How can a peanut allergy be treated?
Promise is on the way with an innovative treatment that can be beaten with a treatment that slowly builds up tolerance, a large international study shows.
500 peaple with allergy from the US and Europe participated in the study, BBC reports.
Researchers used AR101 - a new peanut-derived, oral biologic drug that delivers a target daily maintenance dose of 300 mg of peanut protein with a characterized protein profile.
In the beginning of the trial none of the participants could tolerate even a 10th of a peanut dose. After taking tiny daily doses for a year, two-thirds could tolerate at least two whole peanuts.
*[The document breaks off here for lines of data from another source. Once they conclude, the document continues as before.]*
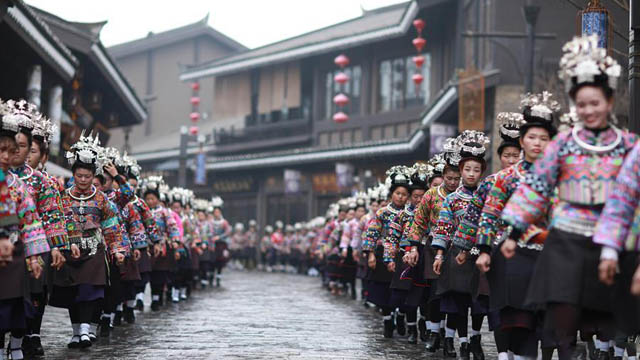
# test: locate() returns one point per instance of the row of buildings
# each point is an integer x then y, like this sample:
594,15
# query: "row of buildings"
268,110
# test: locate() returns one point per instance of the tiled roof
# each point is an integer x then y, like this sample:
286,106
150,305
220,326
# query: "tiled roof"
160,39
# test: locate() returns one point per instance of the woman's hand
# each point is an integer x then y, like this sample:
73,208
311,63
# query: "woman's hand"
508,248
484,262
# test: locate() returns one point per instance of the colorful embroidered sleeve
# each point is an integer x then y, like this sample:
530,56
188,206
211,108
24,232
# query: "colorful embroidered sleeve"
374,232
172,228
445,226
530,202
49,208
149,222
420,227
110,226
31,231
619,224
125,192
465,236
345,238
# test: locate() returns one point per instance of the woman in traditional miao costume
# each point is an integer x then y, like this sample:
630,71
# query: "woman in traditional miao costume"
380,257
511,264
458,283
22,243
95,237
164,252
444,180
582,164
405,296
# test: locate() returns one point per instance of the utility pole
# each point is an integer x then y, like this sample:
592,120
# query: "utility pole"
634,66
530,12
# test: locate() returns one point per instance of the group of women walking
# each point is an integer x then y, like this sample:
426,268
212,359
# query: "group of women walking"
545,249
91,245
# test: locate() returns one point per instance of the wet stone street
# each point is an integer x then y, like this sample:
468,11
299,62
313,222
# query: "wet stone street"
254,315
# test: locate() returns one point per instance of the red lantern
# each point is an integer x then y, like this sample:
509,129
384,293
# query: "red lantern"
341,60
419,43
341,78
341,99
340,117
418,60
417,79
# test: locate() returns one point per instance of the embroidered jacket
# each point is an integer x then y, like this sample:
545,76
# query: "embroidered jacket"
28,226
48,205
379,229
491,228
167,227
426,214
584,181
619,225
90,221
398,231
467,231
140,224
453,208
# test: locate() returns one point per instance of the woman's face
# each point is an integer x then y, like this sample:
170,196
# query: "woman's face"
399,196
471,172
534,142
510,155
436,181
416,196
22,151
151,200
83,178
34,159
7,150
592,107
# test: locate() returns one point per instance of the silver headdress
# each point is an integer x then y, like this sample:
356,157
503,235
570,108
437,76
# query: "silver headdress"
539,105
473,142
584,62
510,123
152,183
217,202
451,150
23,113
87,150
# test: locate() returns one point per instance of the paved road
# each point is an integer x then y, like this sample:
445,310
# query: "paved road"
253,316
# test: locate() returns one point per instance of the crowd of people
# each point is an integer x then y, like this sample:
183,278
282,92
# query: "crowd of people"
92,243
545,249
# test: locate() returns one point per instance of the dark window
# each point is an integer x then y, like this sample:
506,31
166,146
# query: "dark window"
396,89
352,89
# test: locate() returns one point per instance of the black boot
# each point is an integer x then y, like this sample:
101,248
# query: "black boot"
388,328
105,326
433,342
129,315
400,325
36,346
422,330
476,347
448,350
464,351
117,318
413,334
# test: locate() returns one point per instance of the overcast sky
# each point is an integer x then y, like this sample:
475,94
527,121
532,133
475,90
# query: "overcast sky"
250,22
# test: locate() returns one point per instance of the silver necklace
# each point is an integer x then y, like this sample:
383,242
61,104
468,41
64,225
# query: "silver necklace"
595,148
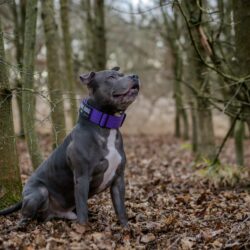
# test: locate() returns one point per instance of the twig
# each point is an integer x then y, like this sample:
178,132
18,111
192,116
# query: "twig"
225,138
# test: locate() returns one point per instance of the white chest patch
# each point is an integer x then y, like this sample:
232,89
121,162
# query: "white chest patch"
114,159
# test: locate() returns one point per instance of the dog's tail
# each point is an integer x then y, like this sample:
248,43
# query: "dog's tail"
11,209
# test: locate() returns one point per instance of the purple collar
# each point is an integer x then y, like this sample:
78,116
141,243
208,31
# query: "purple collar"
102,119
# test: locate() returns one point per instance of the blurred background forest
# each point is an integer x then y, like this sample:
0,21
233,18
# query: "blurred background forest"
191,117
191,56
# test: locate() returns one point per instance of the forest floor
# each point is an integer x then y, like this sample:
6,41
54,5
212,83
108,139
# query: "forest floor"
170,205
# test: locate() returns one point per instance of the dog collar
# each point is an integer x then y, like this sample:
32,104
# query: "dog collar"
102,119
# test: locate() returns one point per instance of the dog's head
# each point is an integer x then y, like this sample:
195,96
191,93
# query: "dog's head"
110,89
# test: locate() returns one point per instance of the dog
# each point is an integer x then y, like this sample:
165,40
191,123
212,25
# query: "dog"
90,159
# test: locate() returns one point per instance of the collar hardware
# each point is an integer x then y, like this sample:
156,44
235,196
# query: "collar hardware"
100,118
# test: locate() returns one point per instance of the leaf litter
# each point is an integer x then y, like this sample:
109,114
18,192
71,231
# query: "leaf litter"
168,206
The results of this ground-breaking study are very promising and suggest that we will be able to protect children who are allergic to peanuts from having a severe reaction after accidental exposure”, the UK chief investigator for Palisade study.
Results were published in the New England Journal of Medicine.
Participants 4 to 55 years of age with peanut allergy for allergic dose-limiting symptoms were screened in this phase at a challenge dose of 100 mg or less of peanut protein.
Participants with an allergic response were randomly assigned, in a 3:1 ratio, to receive AR101 or placebo in an escalating-dose program.
Participants who completed the regimen received 300 mg per day of the maintenance regimen for approximately 24 weeks. The primary efficacy was the proportion of participants 4 to 17 years of age who could ingest a challenge dose of 600 mg or more, without dose-limiting symptoms, the study shows.
Aimmune Therapeutics designed and sponsored the trial.
Evidence from PALISADE, an international, phase 3 trial of peanut oral immunotherapy that was conducted to a regulatory standard, showed that AR101 was an immunomodulatory treatment that resulted in desensitization in children and adolescents who were highly allergic to peanut. No significant effect was found in participants 18 to 55 years of age.